Troisième lecture--Suite du débat

20 juin 2022


Honorables sénateurs, je reconnais que le manque d’accès à la justice et le manque de commodité sont des enjeux importants, qui ont été exacerbés par la COVID-19. Par contre, je ne suis pas en faveur de la commodité des procédures judiciaires si elle contrevient, même accidentellement, au droit des accusés à une procédure et à un procès équitables, des droits protégés par la Charte.

Nous devrions être grandement préoccupés par les dispositions du projet de loi S-4, parce qu’elles élargissent le recours à des audiences par audioconférence et vidéoconférence pour des accusés incarcérés. Au Canada, les normes voulant que les procédures des tribunaux pénaux se déroulent en personne et que l’accusé soit entendu sont essentielles pour assurer un procès équitable. On ne peut pas les changer à la légère.

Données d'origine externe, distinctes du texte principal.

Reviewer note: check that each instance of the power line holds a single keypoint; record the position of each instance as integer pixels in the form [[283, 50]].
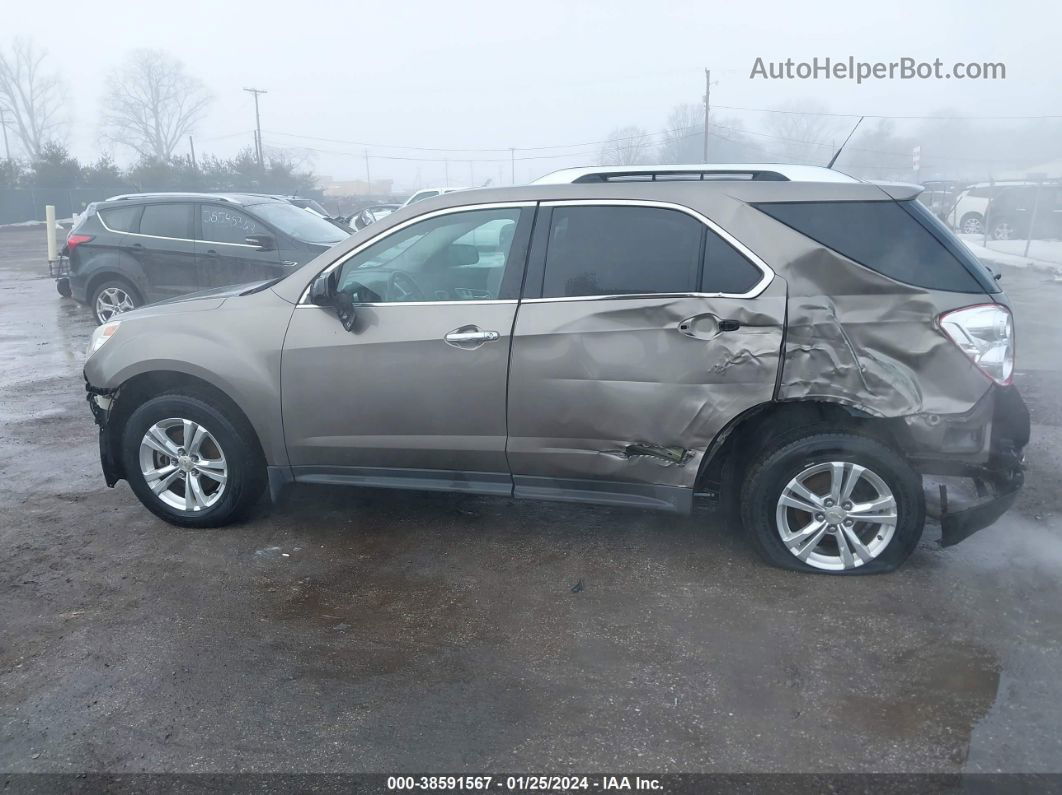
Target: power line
[[886, 116]]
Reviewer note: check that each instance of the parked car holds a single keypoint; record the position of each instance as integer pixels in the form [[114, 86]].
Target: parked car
[[804, 352], [971, 206], [310, 206], [371, 214], [940, 195], [429, 193], [134, 249], [1011, 210]]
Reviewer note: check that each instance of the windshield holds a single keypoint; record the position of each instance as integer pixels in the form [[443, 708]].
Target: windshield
[[300, 224]]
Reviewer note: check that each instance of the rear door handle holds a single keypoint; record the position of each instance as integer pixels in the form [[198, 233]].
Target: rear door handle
[[469, 336]]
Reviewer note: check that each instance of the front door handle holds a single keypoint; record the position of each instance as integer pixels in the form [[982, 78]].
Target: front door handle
[[469, 336]]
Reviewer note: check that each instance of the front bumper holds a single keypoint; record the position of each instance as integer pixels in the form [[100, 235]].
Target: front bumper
[[101, 402]]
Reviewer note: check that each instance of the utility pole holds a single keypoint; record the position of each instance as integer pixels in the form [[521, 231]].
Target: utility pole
[[258, 123], [3, 123], [707, 108]]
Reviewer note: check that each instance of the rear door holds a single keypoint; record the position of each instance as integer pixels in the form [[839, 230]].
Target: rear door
[[644, 330], [222, 253], [166, 251], [415, 394]]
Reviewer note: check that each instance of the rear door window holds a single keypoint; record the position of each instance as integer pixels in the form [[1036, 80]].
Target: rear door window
[[725, 269], [120, 219], [621, 251], [167, 221], [901, 240]]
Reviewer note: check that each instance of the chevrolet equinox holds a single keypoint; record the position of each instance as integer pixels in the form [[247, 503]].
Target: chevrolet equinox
[[801, 348]]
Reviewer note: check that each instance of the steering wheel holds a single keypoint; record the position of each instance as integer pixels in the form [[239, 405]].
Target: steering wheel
[[401, 287]]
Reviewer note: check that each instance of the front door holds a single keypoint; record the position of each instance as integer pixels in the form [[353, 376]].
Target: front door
[[637, 341], [222, 253], [415, 394]]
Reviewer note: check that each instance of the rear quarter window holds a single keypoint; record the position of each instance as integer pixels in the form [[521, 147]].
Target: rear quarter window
[[120, 219], [896, 239]]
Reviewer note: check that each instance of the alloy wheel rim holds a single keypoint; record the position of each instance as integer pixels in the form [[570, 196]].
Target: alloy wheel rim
[[112, 301], [836, 516], [183, 465]]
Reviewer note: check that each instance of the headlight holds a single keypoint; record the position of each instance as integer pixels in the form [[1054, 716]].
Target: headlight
[[101, 334]]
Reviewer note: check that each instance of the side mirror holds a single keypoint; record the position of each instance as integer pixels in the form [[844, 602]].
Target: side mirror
[[264, 242], [323, 291]]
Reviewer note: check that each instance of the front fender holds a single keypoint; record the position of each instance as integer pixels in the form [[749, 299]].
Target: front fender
[[234, 345]]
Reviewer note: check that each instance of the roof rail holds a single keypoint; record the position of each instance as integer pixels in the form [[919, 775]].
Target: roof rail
[[703, 172], [171, 194]]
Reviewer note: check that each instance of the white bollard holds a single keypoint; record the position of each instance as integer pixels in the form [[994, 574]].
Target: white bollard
[[53, 252]]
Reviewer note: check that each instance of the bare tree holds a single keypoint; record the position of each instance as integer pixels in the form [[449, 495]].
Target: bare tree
[[683, 141], [802, 134], [152, 104], [33, 97], [626, 147]]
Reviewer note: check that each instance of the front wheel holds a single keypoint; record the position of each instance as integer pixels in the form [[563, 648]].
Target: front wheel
[[835, 503], [189, 463]]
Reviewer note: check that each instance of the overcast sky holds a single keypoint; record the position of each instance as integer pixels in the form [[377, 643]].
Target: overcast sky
[[498, 74]]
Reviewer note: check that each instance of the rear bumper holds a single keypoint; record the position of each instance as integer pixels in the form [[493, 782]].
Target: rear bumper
[[1001, 422], [956, 525]]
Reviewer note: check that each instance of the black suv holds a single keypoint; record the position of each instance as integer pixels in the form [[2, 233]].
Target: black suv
[[134, 249]]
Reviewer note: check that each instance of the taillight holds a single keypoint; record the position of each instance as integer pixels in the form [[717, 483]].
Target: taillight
[[75, 240], [986, 334]]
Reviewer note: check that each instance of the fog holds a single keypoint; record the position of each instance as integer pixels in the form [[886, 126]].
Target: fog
[[551, 79]]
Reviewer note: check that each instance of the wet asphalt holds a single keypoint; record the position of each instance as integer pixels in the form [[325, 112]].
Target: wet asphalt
[[348, 631]]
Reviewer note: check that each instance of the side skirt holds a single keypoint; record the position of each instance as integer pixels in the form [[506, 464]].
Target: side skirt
[[672, 499]]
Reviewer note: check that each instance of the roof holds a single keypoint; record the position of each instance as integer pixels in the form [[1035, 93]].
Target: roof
[[744, 171], [240, 199]]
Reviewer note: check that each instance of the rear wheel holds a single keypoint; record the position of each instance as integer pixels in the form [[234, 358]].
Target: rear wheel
[[835, 503], [112, 297], [188, 462]]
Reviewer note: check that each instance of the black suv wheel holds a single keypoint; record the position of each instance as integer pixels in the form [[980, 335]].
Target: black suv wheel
[[112, 297], [833, 502]]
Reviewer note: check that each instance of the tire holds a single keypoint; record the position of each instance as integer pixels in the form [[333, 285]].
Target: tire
[[808, 458], [972, 223], [119, 294], [219, 474]]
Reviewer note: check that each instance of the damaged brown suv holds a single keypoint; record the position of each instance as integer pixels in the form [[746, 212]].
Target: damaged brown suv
[[802, 347]]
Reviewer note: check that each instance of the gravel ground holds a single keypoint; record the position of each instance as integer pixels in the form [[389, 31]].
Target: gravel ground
[[394, 632]]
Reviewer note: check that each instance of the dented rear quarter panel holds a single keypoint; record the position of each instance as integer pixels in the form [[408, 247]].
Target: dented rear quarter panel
[[857, 338]]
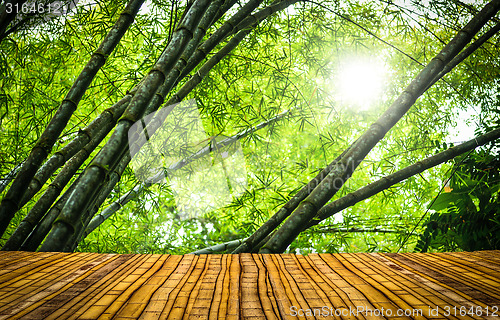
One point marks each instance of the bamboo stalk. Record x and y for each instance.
(273, 222)
(10, 203)
(112, 152)
(9, 176)
(49, 197)
(94, 207)
(137, 190)
(97, 130)
(342, 171)
(43, 227)
(329, 229)
(219, 35)
(390, 180)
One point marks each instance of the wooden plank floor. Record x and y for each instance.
(250, 286)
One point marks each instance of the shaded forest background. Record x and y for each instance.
(278, 94)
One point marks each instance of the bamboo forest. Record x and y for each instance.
(223, 126)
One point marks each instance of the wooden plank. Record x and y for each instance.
(246, 286)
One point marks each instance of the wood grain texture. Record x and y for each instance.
(463, 285)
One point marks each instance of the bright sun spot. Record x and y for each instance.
(359, 83)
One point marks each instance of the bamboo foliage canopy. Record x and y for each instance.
(82, 89)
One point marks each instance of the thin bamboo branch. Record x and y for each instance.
(342, 171)
(219, 247)
(10, 203)
(330, 229)
(390, 180)
(96, 131)
(204, 49)
(114, 207)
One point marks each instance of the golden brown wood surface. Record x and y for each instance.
(462, 285)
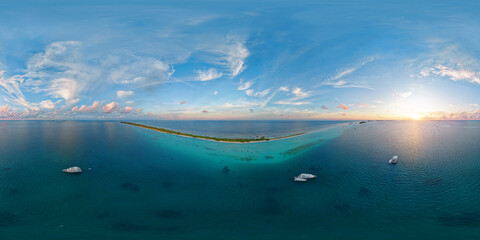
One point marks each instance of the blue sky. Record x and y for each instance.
(239, 60)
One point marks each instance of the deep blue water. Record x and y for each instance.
(149, 185)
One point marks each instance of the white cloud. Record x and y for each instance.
(299, 93)
(337, 80)
(5, 108)
(405, 94)
(47, 104)
(85, 108)
(291, 103)
(252, 93)
(11, 87)
(141, 72)
(124, 94)
(110, 107)
(231, 55)
(127, 109)
(58, 71)
(208, 75)
(457, 74)
(245, 86)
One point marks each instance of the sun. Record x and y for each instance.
(415, 116)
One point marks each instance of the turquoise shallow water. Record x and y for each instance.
(149, 185)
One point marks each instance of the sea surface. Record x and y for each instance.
(142, 184)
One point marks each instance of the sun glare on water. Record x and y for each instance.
(415, 116)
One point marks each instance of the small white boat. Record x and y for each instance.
(299, 179)
(73, 170)
(307, 176)
(394, 160)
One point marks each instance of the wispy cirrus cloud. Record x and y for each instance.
(207, 75)
(110, 107)
(291, 103)
(245, 85)
(11, 87)
(58, 71)
(339, 79)
(124, 94)
(139, 72)
(127, 109)
(252, 93)
(85, 108)
(232, 56)
(343, 106)
(456, 73)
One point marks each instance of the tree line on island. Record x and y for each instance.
(239, 140)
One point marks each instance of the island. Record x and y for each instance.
(234, 140)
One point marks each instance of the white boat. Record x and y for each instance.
(73, 170)
(299, 179)
(307, 176)
(394, 160)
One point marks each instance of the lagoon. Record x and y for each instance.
(149, 185)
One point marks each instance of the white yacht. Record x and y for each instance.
(299, 179)
(307, 176)
(73, 170)
(394, 160)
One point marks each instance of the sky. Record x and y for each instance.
(335, 60)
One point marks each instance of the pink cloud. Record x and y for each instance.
(343, 106)
(5, 108)
(85, 108)
(110, 107)
(127, 109)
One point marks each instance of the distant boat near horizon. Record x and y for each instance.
(152, 185)
(72, 170)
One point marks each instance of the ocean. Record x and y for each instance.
(142, 184)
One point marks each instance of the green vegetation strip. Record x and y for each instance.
(239, 140)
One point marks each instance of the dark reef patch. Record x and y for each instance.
(300, 148)
(433, 181)
(12, 191)
(167, 184)
(247, 159)
(103, 215)
(342, 207)
(129, 227)
(226, 170)
(364, 192)
(271, 206)
(7, 218)
(130, 187)
(169, 214)
(468, 219)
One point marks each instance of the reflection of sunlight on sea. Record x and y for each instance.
(148, 185)
(257, 152)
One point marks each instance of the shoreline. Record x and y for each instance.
(228, 140)
(214, 139)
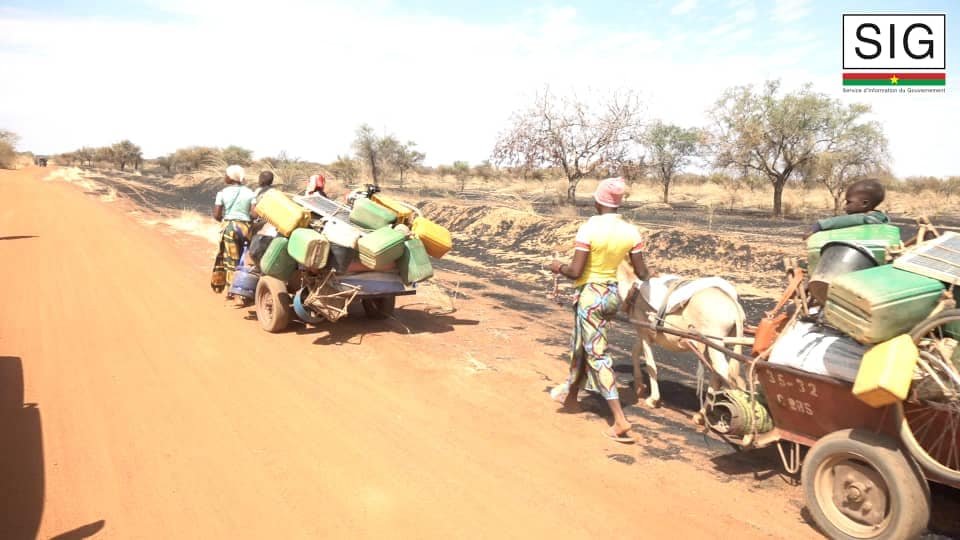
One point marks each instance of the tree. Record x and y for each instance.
(166, 163)
(193, 158)
(124, 153)
(235, 155)
(859, 150)
(405, 157)
(86, 155)
(775, 135)
(566, 133)
(103, 154)
(368, 148)
(346, 169)
(485, 170)
(8, 149)
(671, 149)
(461, 171)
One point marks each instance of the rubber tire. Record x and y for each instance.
(927, 463)
(379, 308)
(276, 290)
(909, 493)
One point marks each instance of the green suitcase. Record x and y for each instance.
(309, 248)
(415, 264)
(371, 215)
(276, 262)
(880, 303)
(878, 238)
(381, 248)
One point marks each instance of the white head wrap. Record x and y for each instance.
(235, 173)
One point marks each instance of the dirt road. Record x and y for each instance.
(137, 404)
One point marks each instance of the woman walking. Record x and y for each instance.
(602, 243)
(232, 209)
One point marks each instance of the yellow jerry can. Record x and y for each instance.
(886, 372)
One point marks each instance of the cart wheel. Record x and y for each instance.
(930, 420)
(859, 484)
(273, 304)
(380, 308)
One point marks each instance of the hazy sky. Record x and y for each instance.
(301, 76)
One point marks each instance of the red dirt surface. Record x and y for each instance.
(137, 404)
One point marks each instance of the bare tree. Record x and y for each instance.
(368, 148)
(461, 171)
(775, 135)
(671, 149)
(405, 157)
(345, 169)
(859, 150)
(568, 134)
(8, 148)
(237, 155)
(125, 153)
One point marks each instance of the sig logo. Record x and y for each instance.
(894, 50)
(894, 41)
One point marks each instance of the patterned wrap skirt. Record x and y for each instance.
(233, 238)
(595, 307)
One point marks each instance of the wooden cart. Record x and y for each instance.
(867, 469)
(275, 300)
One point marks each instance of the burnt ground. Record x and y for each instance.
(521, 284)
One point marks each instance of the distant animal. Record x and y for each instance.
(708, 306)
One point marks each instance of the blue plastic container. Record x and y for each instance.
(244, 282)
(302, 310)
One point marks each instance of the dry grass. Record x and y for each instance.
(797, 202)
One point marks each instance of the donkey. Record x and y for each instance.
(711, 311)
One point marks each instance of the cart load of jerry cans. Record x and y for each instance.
(865, 295)
(864, 371)
(325, 255)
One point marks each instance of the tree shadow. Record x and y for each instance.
(351, 329)
(82, 532)
(21, 455)
(760, 463)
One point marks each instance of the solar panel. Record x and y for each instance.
(938, 259)
(319, 204)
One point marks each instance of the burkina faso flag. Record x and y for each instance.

Les procédures par vidéoconférence soulèvent des préoccupations liées aux garanties procédurales. En effet, la cour est moins en mesure d’évaluer des points comme la crédibilité et la compétence d’un accusé, son bien-être physique et psychologique, sa capacité de comprendre les procédures et, s’il est appelé à renoncer à des droits, la mesure dans laquelle il le fait volontairement. Pour les accusés qui sont incarcérés, les procédures par vidéoconférence entraînent des atteintes à la vie privée et à la confidentialité, et elles mettent souvent la sécurité des accusés en péril. Lorsqu’ils se sont rendus dans des prisons au cours des dernières années, des sénateurs ont constaté que les audiences par vidéoconférences pouvaient être entendues par des agents des services correctionnels et par d’autres accusés. Cela peut décourager, et décourage effectivement, l’accusé de parler librement par crainte du préjudice qu’il pourrait subir ou que d’autres personnes pourraient subir si des informations particulièrement sensibles étaient entendues, communiquées ou transmises à de mauvaises personnes.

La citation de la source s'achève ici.